Tax revenue fell R15.4bn below the 2018 MTBPS estimate, limiting relief on personal income tax. Meanwhile, consumers will pay more for alcohol, tobacco products and fuel.
Mboweni announced spending cuts of R50.3bn over the medium term, 54% of which is an anticipated reduction of the public sector wage bill.
The government wanted to scale up early retirement without penalties so that older employees would be allowed to retire early, with younger employees taking their place.
Mboweni said that if 30,000 of 126,710 people between 55 and 59 years old took up the offer, the state would save an estimated R20.3bn.
This eases into the controversial issue of reducing a bloated public service.
The big question was whether the budget was sufficient to ward off another ratings downgrade.

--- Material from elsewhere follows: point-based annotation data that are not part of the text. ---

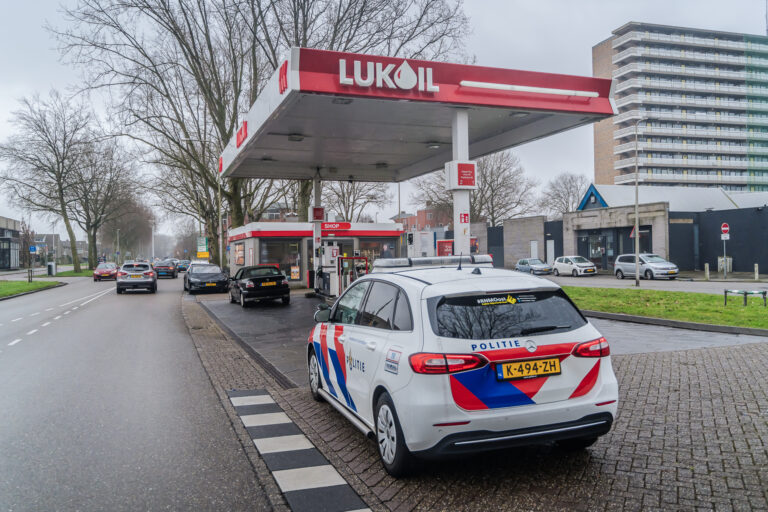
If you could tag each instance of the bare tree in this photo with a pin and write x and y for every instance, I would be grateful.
(351, 198)
(43, 157)
(563, 193)
(503, 190)
(102, 189)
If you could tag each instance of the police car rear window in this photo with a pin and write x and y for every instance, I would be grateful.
(504, 315)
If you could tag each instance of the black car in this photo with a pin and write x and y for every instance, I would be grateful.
(259, 283)
(167, 268)
(204, 276)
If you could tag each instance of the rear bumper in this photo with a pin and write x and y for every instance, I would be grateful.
(593, 425)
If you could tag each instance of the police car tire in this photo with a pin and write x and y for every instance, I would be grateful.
(403, 461)
(314, 385)
(572, 445)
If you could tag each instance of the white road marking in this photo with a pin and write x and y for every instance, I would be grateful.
(96, 297)
(238, 401)
(81, 298)
(282, 444)
(257, 420)
(307, 478)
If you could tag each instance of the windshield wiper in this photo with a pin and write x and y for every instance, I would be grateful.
(542, 328)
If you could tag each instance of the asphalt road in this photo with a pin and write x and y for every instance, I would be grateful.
(106, 406)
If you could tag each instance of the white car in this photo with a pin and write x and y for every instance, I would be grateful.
(438, 361)
(574, 266)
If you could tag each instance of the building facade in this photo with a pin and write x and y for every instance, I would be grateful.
(697, 100)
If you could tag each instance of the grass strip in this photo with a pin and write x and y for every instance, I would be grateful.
(13, 287)
(684, 306)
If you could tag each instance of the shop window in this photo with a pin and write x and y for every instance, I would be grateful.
(283, 253)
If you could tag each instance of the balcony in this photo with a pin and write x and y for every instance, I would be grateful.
(679, 85)
(690, 163)
(642, 177)
(691, 117)
(688, 40)
(693, 56)
(691, 133)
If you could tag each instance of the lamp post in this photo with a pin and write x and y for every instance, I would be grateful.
(637, 211)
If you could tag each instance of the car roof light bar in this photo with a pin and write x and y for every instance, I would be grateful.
(528, 88)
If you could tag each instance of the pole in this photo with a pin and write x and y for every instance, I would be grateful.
(637, 213)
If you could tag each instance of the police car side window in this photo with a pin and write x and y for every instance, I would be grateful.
(379, 307)
(349, 304)
(402, 320)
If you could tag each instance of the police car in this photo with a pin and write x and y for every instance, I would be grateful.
(431, 357)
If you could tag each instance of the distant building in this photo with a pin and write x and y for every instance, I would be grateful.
(10, 242)
(699, 101)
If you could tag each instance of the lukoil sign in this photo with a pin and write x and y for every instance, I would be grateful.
(378, 75)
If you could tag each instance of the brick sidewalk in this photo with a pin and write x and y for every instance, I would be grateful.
(692, 434)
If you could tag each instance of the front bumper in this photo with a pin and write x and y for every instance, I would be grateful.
(592, 425)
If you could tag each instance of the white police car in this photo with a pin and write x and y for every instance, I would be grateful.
(432, 358)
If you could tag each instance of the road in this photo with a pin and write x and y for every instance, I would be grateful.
(106, 406)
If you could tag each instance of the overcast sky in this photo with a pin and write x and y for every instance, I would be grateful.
(553, 36)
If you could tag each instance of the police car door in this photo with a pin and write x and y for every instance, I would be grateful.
(366, 346)
(333, 339)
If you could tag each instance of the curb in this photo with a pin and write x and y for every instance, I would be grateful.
(33, 291)
(679, 324)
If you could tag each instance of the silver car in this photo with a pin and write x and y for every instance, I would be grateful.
(533, 266)
(136, 276)
(652, 266)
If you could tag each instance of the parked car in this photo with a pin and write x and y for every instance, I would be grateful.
(105, 271)
(574, 265)
(259, 283)
(204, 276)
(433, 362)
(652, 266)
(138, 275)
(533, 266)
(167, 268)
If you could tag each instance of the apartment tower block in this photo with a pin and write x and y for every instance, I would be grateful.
(697, 101)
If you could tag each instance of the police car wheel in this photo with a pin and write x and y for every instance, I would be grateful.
(314, 377)
(395, 456)
(572, 445)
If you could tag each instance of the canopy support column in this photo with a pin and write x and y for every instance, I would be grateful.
(460, 141)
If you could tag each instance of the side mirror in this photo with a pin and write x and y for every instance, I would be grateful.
(323, 314)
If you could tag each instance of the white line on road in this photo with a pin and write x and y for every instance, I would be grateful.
(96, 297)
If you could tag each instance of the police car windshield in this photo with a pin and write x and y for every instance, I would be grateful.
(507, 315)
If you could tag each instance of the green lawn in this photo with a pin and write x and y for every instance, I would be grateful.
(13, 287)
(688, 307)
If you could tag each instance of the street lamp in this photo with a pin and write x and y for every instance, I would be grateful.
(637, 210)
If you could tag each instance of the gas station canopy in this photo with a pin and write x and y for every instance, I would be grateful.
(345, 116)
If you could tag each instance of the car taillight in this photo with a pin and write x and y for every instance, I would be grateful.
(445, 363)
(594, 348)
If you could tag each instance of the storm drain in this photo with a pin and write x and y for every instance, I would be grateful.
(306, 478)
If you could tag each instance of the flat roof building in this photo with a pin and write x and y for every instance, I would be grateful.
(699, 101)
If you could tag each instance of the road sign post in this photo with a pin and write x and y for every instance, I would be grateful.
(725, 234)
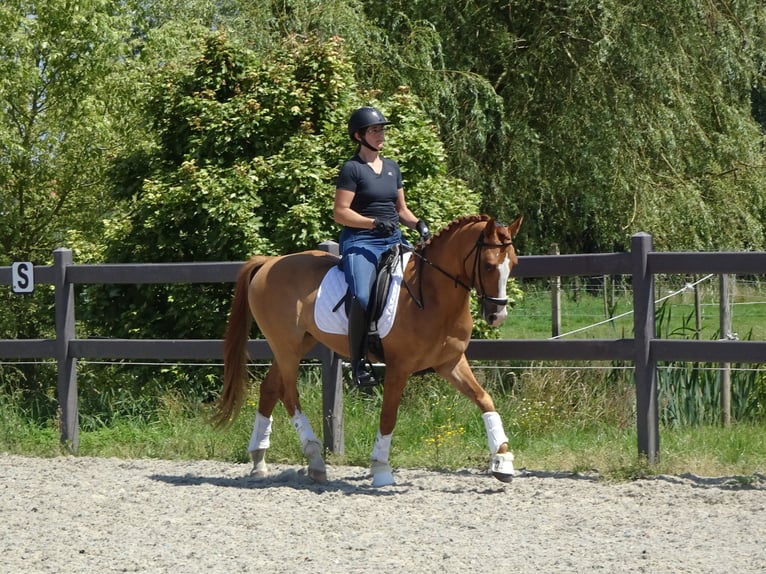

Mboweni told the media that treasury officials had been having “very, very difficult conversations” with ratings agencies. The steps taken to cut debt and reform the energy sector should be “viewed positively” by the agencies.
But the treasury itself conveyed the true message of SA’s financial position in the budget review document.
“The main expenditure risk to the fiscus stems from state-owned companies. If reforms to restore their financial sustainability are unsuccessful, risks from associated contingent liabilities, alongside requests for fiscal support, may materialise.
“In the event that entities are unable to refinance debt, government may be called upon to honour guarantees, with major consequences for the public finances,” the document states.
Given that the government guarantees 54% of the total debt of SOEs, SA is in a parlous financial state – and even a jolly finance minister can do little about this.